Un lien vrai et indissoluble

« Depuis sa naissance, mon frère a été non seulement un compagnon pour moi, mais aussi un guide fiable. Il a toujours été un point d’orientation et de référence avec la clarté et la détermination de ses décisions. Il m’a montré la voie, même dans des situations difficiles. Nous avons maintenant atteint la dernière étape de notre vie, la vieillesse. Les jours à vivre sont de plus en plus courts.
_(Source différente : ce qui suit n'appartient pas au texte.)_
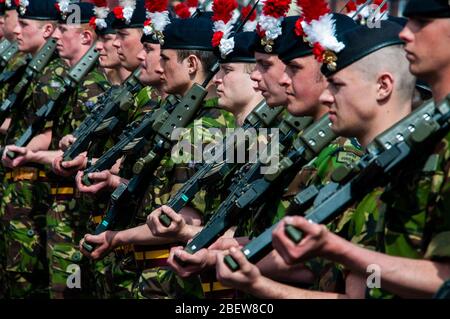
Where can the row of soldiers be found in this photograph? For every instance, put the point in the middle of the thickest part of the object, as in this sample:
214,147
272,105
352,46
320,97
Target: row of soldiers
99,200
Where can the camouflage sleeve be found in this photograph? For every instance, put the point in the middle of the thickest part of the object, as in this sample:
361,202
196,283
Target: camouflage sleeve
18,60
201,134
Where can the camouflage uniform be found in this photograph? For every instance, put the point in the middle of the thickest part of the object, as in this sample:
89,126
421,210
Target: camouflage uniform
156,279
408,218
341,151
67,218
25,199
112,280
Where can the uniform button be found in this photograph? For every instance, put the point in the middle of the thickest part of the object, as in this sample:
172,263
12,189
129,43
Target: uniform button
76,256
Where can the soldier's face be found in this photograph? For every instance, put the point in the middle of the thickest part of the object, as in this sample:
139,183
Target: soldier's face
128,45
234,87
150,58
303,83
11,20
109,58
349,97
2,25
68,39
427,46
268,71
29,35
175,75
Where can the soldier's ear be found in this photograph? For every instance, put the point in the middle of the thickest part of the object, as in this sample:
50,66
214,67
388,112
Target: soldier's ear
48,29
87,37
385,86
193,64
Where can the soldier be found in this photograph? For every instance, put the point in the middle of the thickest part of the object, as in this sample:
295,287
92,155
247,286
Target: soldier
2,19
413,210
185,59
65,218
25,197
16,63
303,84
Mais même en ce moment, il m’aide à accepter avec sérénité, humilité et courage le fardeau de chaque jour ».

*

http://www.vatican.va/content/benedict-xvi/fr/speeches/2008/august/documents/hf_ben-xvi_spe_20080821_cittadinanza-onoraria-georg.html

Toujours très proches, les frères Ratzinger ont écrit l’histoire en Allemagne, ordonnés prêtres le même jour, le 29 juin 1951, dans la cathédrale de Freising, l’un grand théologien et universitaire, l’autre musicien, compositeur et chef du célèbre chœur de voix blanches de la cathédrale de Ratisbonne, qu’il a dirigé jusqu’en 1994.
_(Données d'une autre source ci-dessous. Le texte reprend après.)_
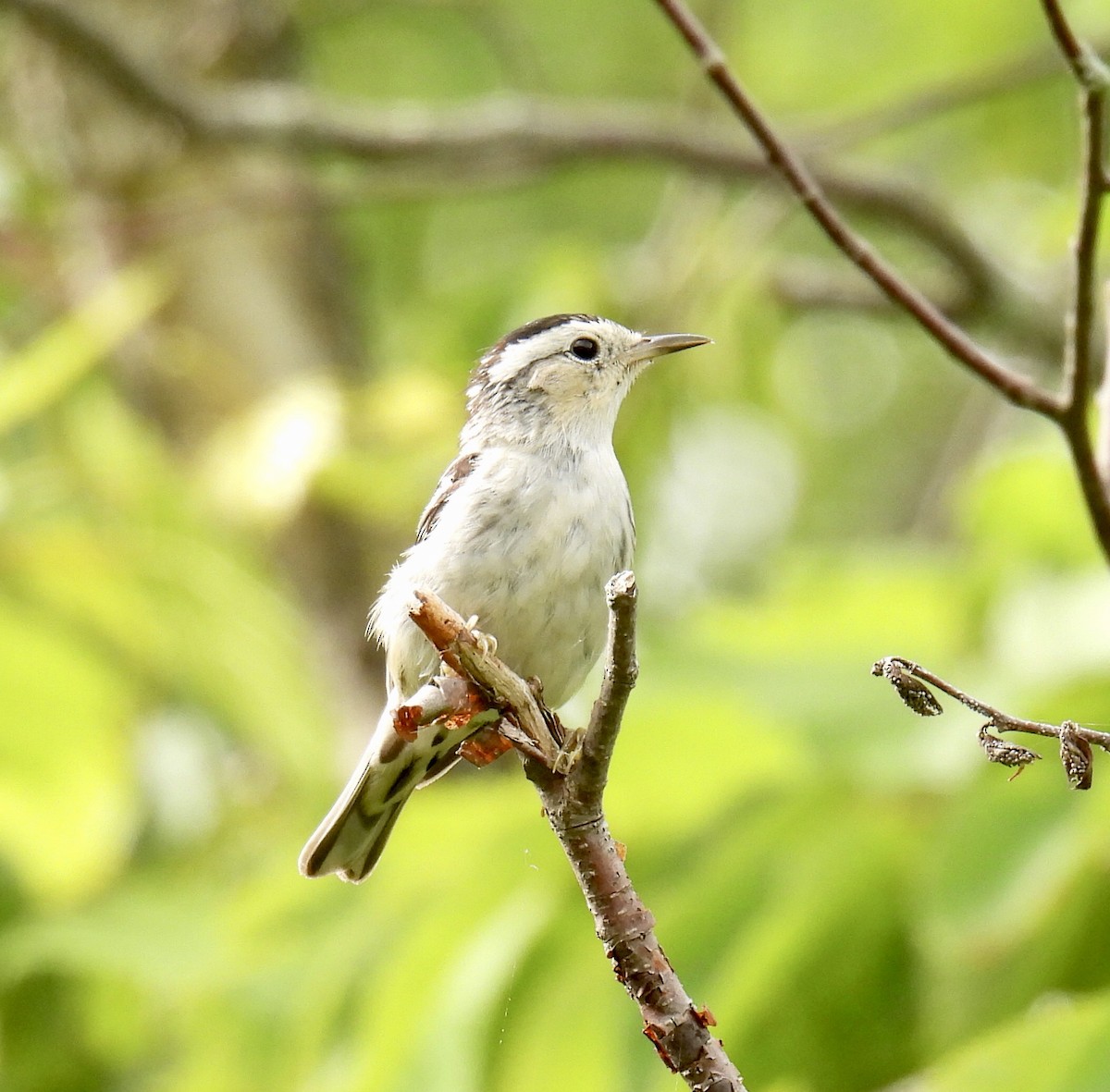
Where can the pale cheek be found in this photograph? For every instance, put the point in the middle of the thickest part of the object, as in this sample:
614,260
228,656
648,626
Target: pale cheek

L’âge et l’état de santé du Pape émérite, ainsi que la situation de la pandémie mondiale ne conseillait certes pas un déplacement mais Benoît XVI n’aurait pas renoncé à apporter sa proximité à son frère, désormais seul parent vivant, leur lien est trop fort, c’est le lien d’une vie passée ensemble, d’une vie faite de petites choses, de traditions, d’un amour qui vient de l’Evangile.
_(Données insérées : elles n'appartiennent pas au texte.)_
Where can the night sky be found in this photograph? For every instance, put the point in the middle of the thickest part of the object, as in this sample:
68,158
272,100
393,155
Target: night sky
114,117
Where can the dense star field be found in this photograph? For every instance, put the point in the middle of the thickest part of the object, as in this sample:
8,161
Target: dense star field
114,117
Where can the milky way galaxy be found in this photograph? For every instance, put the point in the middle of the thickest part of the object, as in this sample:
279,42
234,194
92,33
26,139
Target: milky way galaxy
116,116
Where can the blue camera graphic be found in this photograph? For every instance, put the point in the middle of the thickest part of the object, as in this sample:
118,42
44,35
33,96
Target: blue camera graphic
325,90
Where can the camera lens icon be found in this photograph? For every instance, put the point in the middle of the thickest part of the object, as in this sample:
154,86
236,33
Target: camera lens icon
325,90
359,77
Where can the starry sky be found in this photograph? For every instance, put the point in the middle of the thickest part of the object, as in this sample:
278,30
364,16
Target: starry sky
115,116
Du haut de ses 93 ans, Benoît XVI a enseigné une fois de plus à une Europe déchristianisée et à un monde désormais largement relativisé que l’amour vainc tout et en dépit de tout. Il a secoué les consciences de ceux qui, ces derniers mois, avec l’aggravation du virus, ont oublié une des œuvres de miséricorde corporelle, visiter les malades, donnant ainsi la preuve de sa grande humanité et de son humilité, un homme qui ne se soucie pas de lui-même mais qui – pour faire une comparaison – comme Cristoforo dans « I promessi sposi » se soucie et s’inquiète pour son voisin malgré la peste … Non seulement Manzoni, mais aussi la Sainte Écriture nous exhorte à rendre visite à ceux qui sont dans le besoin, la lettre de Jacques, qui a été évoquée plusieurs fois en ces jours, nous dit: « Celui qui est malade, qu’il appelle à lui les prêtres de l’Église et qu’ils prient sur lui, après l’avoir oint d’huile, au nom du Seigneur. Et la prière faite avec foi sauvera le malade: le Seigneur le relèvera et s’il a commis des péchés, il lui sera pardonné » (Jacques 5, 14-15), c’est une ligne directrice claire, et Benoît XVI n’a fait que la suivre à la lettre.

Saint François a dit à ses frères : « prêchez toujours l’évangile, et s’il le faut, aussi avec des mots ».

Eh bien cette fois, ce n’est pas un communiqué, une homélie, une pensée écrite dans un livre qui a suscité l’étonnement et l’intérêt, mais un geste qui vaut plus que mille mots, pour se rapprocher de celui qui est dans le besoin. C’est le grand enseignement que Benoît XVI a donné au monde entier désormais « ivre » de distanciation sociale et de rencontres en ligne, dans l’espoir que cette dernière (qui sait) leçon du professeur Ratzinger puisse nous aider à redécouvrir nos racines chrétiennes qui nous rendent tous plus humains.